Montpelier wastewater plant to benefit from $20M upgrade
MONTPELIER, Vt. (WCAX) - Over $20 million is headed to Montpelier for environmental upgrades to the city’s wastewater management facility.
Capital City and state leaders gathered with USDA officials Tuesday to announce the investment. “We have aging infrastructure that is being upgraded, which is always critical,” said Christopher Cox, the chief operator of the Montpelier facility.
The city gave officials a tour to showcase the plants aging infrastructure and to show off what’s coming. “Two secondary clarifiers -- we are also installing odor control,” Cox explained. But the bulk of the investment, he said, will go toward biosolids drier and gasifier to extract as much energy from the waste as possible. “To take more energy out of the solids that we are sending to the landfill.”
The city says the investment dovetails with a prior 2020 upgrade to use organics brought to the facility to create gas through a digester, and ultimately expanding energy to power the facility. “Two major projects in five years is pretty good,” Cox said.
“They are sort of pushing the boundaries on technology for environmental practices,” said the USDA’s Sarah Waring. The federal agency is funding $17 million of the project with another $3 million coming from a Vermont Department of Environmental Conservation grant.

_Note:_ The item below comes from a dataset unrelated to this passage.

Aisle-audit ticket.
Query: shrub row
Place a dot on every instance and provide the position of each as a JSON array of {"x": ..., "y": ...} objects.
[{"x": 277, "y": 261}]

Waring says investments like this are critical to expand communities. “There is no business that you will want to bring into a town that’s going to come into your town if you don’t have extra capacity in your wastewater system.” long-term
Waring and DEC officials encouraged other municipalities to follow suit, whether it be capacity upgrades to alleviate a bottleneck for home and business development, or like in Montpelier, where they aim to create a more efficient system. “This is about long term economic development,” she said.
The city says the upgrades benefit not only local residents but also neighboring communities. “Just give the region a good opportunity for them to manage their solids properly,” Cox said.
The project is slated to be completed around the summer of 2025 at the earliest.